When the time came for the congregation to break and return to Tranquility Cathedral, Kyoko almost rocked back on her heels, scarcely aware of how she could have lost track of time. The hike back typically drove the pilgrims to grouse, but Kyoko revelled in it. It was a time for her thoughts to wander unencumbered by the concerns of day-to-day reality. There was only her and the starlit peace.

"Hey, Kyoko," said a voice crackling through her speaker. It was Pyotr, one of the newer shrinekeepers, a young, sallow-faced fellow from New Luna City who'd latched onto her like an unsuited man in a decompressed airlock. "I just wanted to say that I thought your benediction was great. Really something awesome to hear."

"Thank you for that, Pyotr," Kyoko said, making sure that they were on an independent channel. She wasn't a fan of broadcasting every word she spoke for the world to hear. "I try to find the words that'll hit the hardest. Otherwise there's not much point in doing it."

"No, no there's not," Pyotr said. He was silent for a moment, in what Kyoko took to be a moment of reflection. "That's the most important thing, it is. Getting across the significance of something.

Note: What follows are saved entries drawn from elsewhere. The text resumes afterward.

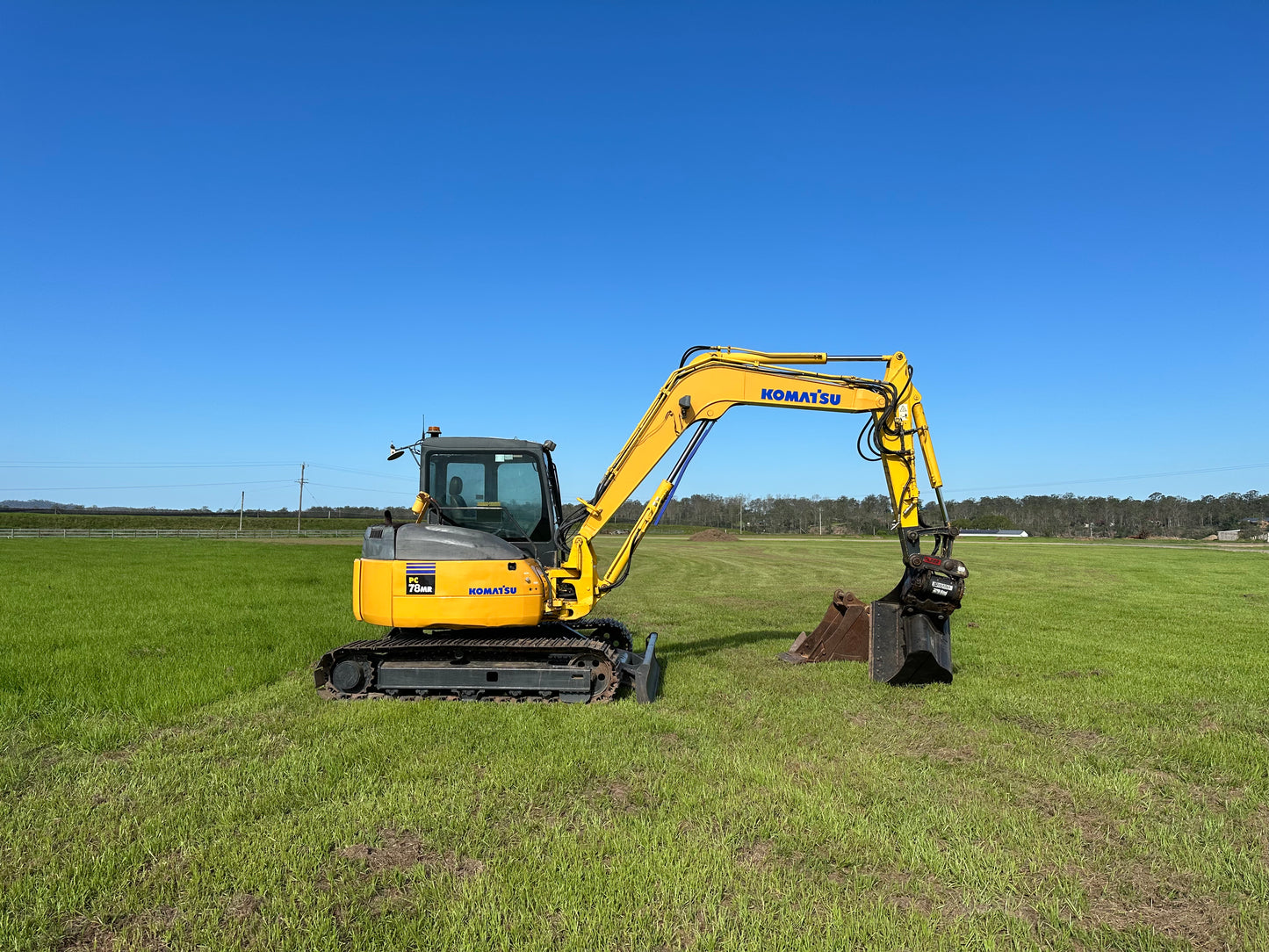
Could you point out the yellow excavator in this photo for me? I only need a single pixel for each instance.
(489, 593)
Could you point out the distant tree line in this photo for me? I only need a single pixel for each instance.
(1103, 516)
(1064, 515)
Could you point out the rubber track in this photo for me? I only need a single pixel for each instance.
(512, 649)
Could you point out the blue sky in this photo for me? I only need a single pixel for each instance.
(270, 234)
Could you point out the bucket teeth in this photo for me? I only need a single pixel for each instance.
(843, 635)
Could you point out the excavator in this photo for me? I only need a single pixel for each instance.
(489, 593)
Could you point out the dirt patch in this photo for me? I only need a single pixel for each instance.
(755, 855)
(145, 932)
(242, 905)
(401, 851)
(1131, 895)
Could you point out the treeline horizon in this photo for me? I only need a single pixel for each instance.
(1055, 515)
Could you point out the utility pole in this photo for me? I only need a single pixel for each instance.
(301, 513)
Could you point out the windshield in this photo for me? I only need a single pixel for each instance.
(498, 493)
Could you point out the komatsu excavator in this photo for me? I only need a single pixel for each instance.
(489, 593)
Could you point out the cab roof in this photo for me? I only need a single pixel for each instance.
(479, 444)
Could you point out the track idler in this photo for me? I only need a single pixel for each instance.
(904, 638)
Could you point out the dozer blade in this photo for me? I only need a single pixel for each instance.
(898, 647)
(840, 636)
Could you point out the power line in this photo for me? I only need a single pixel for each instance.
(168, 485)
(57, 465)
(356, 489)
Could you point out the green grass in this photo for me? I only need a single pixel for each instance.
(1097, 777)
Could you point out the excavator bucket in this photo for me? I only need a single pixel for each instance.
(898, 645)
(841, 636)
(909, 647)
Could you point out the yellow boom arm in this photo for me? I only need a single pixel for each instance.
(703, 390)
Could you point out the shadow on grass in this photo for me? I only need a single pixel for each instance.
(709, 646)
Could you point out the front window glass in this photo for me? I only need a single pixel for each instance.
(498, 493)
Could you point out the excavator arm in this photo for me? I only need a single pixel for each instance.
(710, 382)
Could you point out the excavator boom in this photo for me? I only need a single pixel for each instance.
(907, 631)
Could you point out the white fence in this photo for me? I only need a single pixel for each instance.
(180, 533)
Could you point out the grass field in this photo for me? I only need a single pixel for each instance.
(1097, 777)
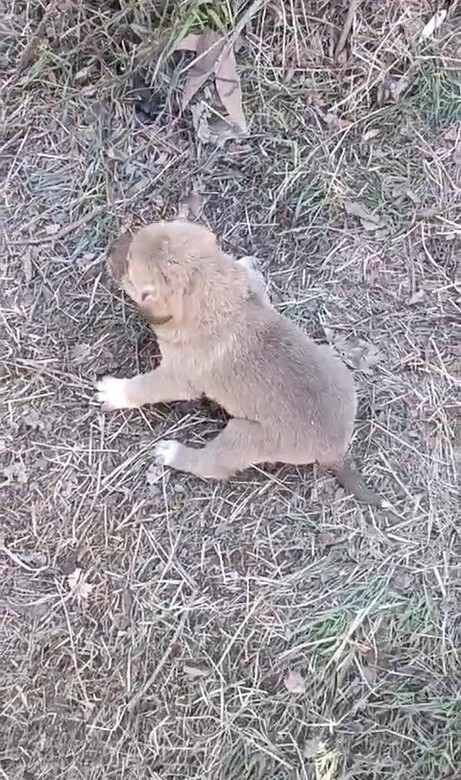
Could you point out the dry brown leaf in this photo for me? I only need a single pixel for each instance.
(208, 48)
(228, 88)
(191, 206)
(433, 24)
(195, 672)
(357, 210)
(189, 43)
(79, 588)
(294, 682)
(52, 229)
(370, 134)
(314, 747)
(27, 265)
(356, 352)
(392, 87)
(214, 57)
(15, 472)
(200, 113)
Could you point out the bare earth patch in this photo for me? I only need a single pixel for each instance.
(268, 628)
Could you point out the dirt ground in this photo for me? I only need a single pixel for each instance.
(270, 627)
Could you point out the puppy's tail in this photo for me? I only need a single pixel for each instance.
(352, 481)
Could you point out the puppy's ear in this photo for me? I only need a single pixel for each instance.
(118, 256)
(155, 308)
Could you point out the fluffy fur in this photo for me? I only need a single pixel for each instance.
(290, 399)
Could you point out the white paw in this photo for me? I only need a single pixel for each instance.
(165, 451)
(112, 393)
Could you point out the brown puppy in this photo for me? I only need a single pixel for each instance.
(291, 400)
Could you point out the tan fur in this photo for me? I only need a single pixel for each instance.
(291, 399)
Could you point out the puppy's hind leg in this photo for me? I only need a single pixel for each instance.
(239, 446)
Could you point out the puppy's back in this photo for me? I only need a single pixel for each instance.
(300, 392)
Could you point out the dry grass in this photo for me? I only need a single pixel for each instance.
(204, 596)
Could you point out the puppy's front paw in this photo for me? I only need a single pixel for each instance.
(166, 452)
(113, 394)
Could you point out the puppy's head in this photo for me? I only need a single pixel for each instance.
(175, 273)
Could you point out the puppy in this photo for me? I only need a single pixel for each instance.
(291, 400)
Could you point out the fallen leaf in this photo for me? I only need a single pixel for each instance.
(15, 472)
(402, 582)
(214, 57)
(370, 662)
(452, 133)
(433, 24)
(27, 265)
(392, 87)
(79, 588)
(200, 113)
(209, 46)
(33, 420)
(358, 353)
(358, 210)
(52, 229)
(191, 206)
(417, 297)
(189, 43)
(195, 672)
(370, 134)
(228, 87)
(314, 747)
(294, 682)
(326, 538)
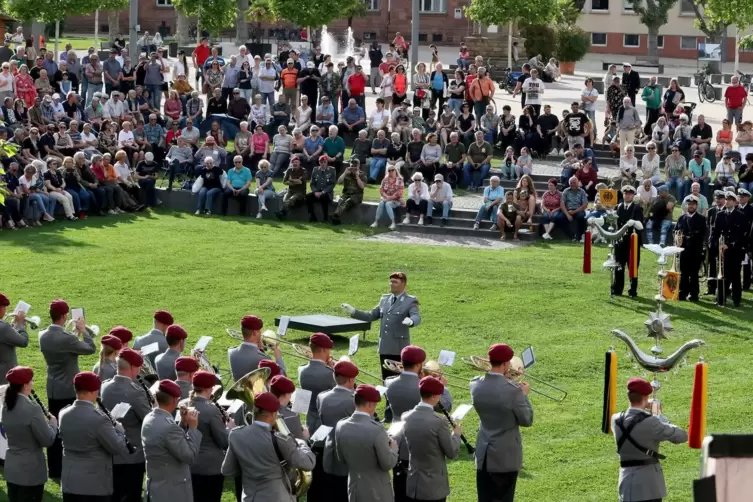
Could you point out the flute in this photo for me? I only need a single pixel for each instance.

Everything happens for a reason."

"I used to believe that," Kyoko said. She shifted into a matronly schoolteacher's tone almost unconsciously, but she couldn't ignore that Pyotr's education wasn't quite complete, the way she saw things. "I can understand how it's comforting, but it just doesn't ring true for me anymore. Not after I've seen what I can see from here."

Pyotr's eyes went up to Earth without any further prompting. She could tell that he didn't see it the same way she did. Too many Loonies looked at Earth without really considering it, dismissing it like endless earthbound generations must have dismissed Luna throughout history. It wasn't really real to them, and the way some of them spoke, it might has well have been a painting hung from the constellations.

"It's too much to think about," Pyotr said, finally bringing his eyes back to the world again. "Too much to really consider. It's the kind of thinking that seems like it'd drive you to madness if you give it half a chance."

"It would indeed, Pyotr," Kyoko said. "But it's the kind of madness that's necessary. If we allowed ourselves to forget what happened, things would be far worse. Without the touchstones and remembrances, what do we have?"

She kneeled down and scooped up a handful of dust. Though the surface itself was solid, meteoroid impacts and, more recently, civilized agents had helped kick up a loose layer of dust that clung to the surface. It was black against the bright white of her vaccsuit, as dark as she imagined the void between the galaxies must be.

"We're more than this dust, Pyotr," Kyoko said, speaking in a soft but firm tone that was meant to bring the lesson home. "We can't forget that we have a duty beyond us, beyond Luna. We owe it to those who will come ahead of us and those who went behind to work towards a greater humanity, and we can't do that if we lose sight of what we have lost and will one day regain."

"That's... interesting," Pyotr said with a whistle. She ventured an unspoken guess that he'd never had the situation explained so directly. "Have you ever considered using that as one of your benedictions?"

"Pyotr, Pyotr," Kyoko said with a smile, "what do you think my benedictions are, if anything other than to figure out how to say the same thing in a hundred different ways? That's the real challenge of being a shrinekeeper. I'm surprised they didn't tell you about it in so many words."

They probably didn't want to scare him away, Kyoko thought. Pyotr had something of a natural timidity about him, and she wondered if it came from spending a life in the great urban warrens, seeing the sky about as often as a medieval noble had bathed. Tranquility might be a desirable state of affairs in theory, but in practice it seemed as if it bred fears where none had been before.

Kyoko lifted her eyes to the sky. Sometimes she worried for the future.